EX-10.2 3 v091642_ex10-2.htm
PCMT Corporation
4 Nafcha Street
Jerusalem, Israel 95508
(972) 500-1128

October 18, 2007

Strictly Confidential

Mr. Shabtai Shoval
Chief Executive Officer
Suspect Detection Systems Ltd.
31 Habarzel Street
Tel Aviv Israel

Re:
Due Diligence of SDS Technology

Dear Mr. Shoval:
 
PCMT Corporation (“PCMT”) appreciates the opportunity to discuss with Suspect Detection Systems Ltd. (“SDS”) a potential transaction on terms and conditions to be negotiated. In order to pursue our interest in SDS, PCMT would like to conduct a due diligence review of SDS and its technology. Accordingly, the parties agree as follows:

1.    Due Diligence. SDS and its representatives shall enable the officers, accountants, counsel, bankers and other representatives of PCMT access to its properties, books, records, personnel, business and other relationships, and will fully cooperate in order that PCMT shall have full opportunity to make such investigation as it desires to make.

2.    Payments to SDS. Upon execution of this letter agreement, and on each of November 11th and December 11th, PCMT shall pay SDS the sum of US $20,000.

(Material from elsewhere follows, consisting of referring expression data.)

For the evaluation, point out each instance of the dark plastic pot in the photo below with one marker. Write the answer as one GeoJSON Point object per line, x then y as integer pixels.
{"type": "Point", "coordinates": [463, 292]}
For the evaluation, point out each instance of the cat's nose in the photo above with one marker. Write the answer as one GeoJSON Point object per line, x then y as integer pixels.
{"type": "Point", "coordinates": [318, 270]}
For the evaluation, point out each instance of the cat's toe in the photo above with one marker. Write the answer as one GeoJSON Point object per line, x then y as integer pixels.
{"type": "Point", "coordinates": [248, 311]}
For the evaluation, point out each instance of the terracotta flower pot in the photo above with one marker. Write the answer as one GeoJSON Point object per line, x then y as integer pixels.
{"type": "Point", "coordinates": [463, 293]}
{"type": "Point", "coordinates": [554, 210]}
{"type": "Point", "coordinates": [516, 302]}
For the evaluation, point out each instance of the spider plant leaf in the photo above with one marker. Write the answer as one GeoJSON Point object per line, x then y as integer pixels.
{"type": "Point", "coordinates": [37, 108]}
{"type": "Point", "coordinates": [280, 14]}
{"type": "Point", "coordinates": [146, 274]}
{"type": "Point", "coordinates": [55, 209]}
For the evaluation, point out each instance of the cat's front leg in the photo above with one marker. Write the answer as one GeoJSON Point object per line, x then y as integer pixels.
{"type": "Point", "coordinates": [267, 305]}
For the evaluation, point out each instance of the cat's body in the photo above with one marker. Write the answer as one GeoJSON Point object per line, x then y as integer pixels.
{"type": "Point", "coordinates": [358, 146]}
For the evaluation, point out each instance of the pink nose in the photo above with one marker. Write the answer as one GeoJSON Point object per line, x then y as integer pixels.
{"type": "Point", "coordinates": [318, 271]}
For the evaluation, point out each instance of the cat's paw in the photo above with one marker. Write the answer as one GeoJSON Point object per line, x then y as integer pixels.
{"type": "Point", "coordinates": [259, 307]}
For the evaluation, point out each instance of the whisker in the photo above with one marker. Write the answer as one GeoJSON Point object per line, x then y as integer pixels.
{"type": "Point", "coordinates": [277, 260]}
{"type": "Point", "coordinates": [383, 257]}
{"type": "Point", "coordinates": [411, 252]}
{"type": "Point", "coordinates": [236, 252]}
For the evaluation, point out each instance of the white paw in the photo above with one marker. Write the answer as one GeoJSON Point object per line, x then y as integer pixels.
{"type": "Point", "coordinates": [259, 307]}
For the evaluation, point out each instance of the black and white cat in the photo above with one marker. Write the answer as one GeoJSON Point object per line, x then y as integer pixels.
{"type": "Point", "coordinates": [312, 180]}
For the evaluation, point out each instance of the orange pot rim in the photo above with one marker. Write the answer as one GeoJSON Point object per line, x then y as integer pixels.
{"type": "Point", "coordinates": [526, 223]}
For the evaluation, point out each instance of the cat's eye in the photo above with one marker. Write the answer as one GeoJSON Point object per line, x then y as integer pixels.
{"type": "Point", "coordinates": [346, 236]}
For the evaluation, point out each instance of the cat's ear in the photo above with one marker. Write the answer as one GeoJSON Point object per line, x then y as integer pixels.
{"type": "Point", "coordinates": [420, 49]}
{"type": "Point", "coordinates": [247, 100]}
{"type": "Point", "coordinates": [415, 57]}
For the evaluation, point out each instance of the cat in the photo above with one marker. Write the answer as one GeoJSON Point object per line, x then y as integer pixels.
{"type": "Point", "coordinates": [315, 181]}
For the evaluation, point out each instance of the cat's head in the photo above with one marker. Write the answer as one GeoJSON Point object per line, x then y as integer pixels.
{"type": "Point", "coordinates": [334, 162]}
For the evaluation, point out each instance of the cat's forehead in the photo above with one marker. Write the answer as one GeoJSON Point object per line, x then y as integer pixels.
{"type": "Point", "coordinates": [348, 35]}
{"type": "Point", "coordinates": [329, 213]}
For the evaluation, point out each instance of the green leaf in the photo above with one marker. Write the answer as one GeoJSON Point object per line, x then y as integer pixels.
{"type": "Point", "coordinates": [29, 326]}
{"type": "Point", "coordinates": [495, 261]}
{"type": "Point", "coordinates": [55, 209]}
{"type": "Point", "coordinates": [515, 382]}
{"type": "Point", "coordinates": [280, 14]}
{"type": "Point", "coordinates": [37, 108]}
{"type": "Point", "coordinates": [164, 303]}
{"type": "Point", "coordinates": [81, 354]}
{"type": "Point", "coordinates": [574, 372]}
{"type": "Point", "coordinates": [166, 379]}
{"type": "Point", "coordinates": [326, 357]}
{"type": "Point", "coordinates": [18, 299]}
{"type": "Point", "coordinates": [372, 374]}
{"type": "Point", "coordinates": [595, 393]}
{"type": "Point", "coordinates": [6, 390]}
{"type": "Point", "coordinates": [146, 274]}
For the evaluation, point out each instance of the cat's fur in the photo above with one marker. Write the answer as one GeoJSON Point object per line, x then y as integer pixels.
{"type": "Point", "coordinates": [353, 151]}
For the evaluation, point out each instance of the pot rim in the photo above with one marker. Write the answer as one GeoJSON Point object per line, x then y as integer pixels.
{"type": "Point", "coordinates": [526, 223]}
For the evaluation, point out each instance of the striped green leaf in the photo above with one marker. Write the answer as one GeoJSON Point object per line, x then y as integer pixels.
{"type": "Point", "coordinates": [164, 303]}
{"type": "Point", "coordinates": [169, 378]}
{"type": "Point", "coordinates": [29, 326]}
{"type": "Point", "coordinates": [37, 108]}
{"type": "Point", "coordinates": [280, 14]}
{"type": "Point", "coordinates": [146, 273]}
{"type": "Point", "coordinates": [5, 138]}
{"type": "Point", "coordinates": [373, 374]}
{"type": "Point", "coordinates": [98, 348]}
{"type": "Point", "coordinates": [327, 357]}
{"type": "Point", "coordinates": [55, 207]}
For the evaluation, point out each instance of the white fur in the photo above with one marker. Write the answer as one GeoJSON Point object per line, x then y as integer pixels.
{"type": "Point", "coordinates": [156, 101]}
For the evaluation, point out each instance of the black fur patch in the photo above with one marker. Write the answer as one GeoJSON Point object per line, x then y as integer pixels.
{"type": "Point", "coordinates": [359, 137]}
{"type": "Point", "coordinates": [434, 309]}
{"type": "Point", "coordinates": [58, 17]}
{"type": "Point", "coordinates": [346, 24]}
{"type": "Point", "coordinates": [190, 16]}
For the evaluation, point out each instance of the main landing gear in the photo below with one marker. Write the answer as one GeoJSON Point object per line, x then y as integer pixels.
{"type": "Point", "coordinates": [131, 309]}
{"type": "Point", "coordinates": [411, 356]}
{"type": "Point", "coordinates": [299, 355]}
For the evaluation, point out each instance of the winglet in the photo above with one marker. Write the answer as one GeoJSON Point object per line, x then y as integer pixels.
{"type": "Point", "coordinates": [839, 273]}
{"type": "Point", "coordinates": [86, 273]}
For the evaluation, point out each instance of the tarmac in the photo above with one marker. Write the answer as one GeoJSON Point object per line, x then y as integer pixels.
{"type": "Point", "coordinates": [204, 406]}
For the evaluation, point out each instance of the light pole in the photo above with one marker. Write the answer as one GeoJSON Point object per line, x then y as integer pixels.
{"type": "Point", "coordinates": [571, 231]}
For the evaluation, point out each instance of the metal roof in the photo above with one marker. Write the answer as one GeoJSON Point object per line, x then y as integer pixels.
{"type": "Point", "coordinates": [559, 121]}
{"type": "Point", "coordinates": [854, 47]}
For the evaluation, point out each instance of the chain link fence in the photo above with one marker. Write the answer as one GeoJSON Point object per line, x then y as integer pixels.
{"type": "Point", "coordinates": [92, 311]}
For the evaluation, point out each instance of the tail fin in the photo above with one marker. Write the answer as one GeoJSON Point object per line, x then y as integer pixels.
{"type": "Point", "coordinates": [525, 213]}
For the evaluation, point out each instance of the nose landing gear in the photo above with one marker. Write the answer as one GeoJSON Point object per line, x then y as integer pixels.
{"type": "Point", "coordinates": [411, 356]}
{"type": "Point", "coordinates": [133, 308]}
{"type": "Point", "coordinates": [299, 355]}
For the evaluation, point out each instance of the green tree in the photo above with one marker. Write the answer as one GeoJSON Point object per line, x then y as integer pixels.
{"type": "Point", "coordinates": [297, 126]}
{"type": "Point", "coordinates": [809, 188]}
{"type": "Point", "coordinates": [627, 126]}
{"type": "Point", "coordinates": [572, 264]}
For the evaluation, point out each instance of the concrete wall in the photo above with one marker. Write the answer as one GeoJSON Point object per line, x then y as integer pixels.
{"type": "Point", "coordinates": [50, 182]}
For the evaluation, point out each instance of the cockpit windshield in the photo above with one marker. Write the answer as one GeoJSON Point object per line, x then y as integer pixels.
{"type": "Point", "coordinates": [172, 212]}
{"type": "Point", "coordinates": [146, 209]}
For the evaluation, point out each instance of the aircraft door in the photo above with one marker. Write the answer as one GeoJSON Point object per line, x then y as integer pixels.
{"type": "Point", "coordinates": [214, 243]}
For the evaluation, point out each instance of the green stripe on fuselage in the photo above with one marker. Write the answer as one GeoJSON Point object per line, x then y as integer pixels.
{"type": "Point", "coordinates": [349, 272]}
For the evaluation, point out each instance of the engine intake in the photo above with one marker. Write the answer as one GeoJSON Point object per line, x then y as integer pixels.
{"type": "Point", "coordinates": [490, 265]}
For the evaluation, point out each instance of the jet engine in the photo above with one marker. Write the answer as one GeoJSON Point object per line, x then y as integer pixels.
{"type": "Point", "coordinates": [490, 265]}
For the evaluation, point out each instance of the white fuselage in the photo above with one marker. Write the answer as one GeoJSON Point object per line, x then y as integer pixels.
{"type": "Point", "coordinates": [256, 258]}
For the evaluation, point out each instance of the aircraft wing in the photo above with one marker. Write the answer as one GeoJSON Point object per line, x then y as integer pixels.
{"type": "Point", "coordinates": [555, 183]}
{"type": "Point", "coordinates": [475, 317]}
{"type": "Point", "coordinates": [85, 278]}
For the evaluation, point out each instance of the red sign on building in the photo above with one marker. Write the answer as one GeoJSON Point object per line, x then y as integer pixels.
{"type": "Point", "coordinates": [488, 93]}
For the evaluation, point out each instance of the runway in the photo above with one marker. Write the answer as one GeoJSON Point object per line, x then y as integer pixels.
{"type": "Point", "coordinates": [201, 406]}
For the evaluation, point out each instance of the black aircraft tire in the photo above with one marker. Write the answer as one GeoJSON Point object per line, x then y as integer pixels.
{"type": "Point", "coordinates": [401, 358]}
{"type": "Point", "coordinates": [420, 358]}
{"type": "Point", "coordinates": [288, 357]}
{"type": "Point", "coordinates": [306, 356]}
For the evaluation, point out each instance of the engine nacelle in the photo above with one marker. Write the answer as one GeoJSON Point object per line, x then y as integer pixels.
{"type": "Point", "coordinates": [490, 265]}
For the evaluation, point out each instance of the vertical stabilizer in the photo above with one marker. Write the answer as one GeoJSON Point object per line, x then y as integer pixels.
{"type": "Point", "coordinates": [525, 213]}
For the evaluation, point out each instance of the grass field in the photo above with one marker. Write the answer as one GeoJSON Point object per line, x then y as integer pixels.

3.    Exclusivity. In consideration hereof, SDS shall not, directly or indirectly, through any director, officer, member, manager, employee, agent, creditor, representative or otherwise (and each of said parties shall use reasonable efforts to insure such persons shall not directly or indirectly) (i) solicit, initiate or encourage the submission of inquiries, proposals or offers from any person or entity relating to (x) any business combination with respect to SDS or the business or assets of SDS; or (y) the sale of any of the assets and/or securities of SDS (an "Alternative Transaction"), (ii) enter into or participate in any negotiations, or initiate any discussions or continue any discussions initiated by others, regarding any Alternative Transaction, or furnish to any other person or entity any information with respect to the assets or business of SDS or its business for the purposes of pursuing a possible Alternative Transaction with any other party, or (iii) otherwise participate in, assist, facilitate or encourage any effort or attempt by any other person or entity to do any of the foregoing. SDS shall promptly notify PCMT of any proposal or inquiry made to it or any of its directors, officers, members, managers, creditors, employees, agents, representatives, or otherwise with respect to any of the foregoing.
 


4.    Confidentiality. Except as required by applicable law, neither party shall disclose nor permit its officers, representatives, agents or employees to discuss the existence or terms of this letter agreement to any third party.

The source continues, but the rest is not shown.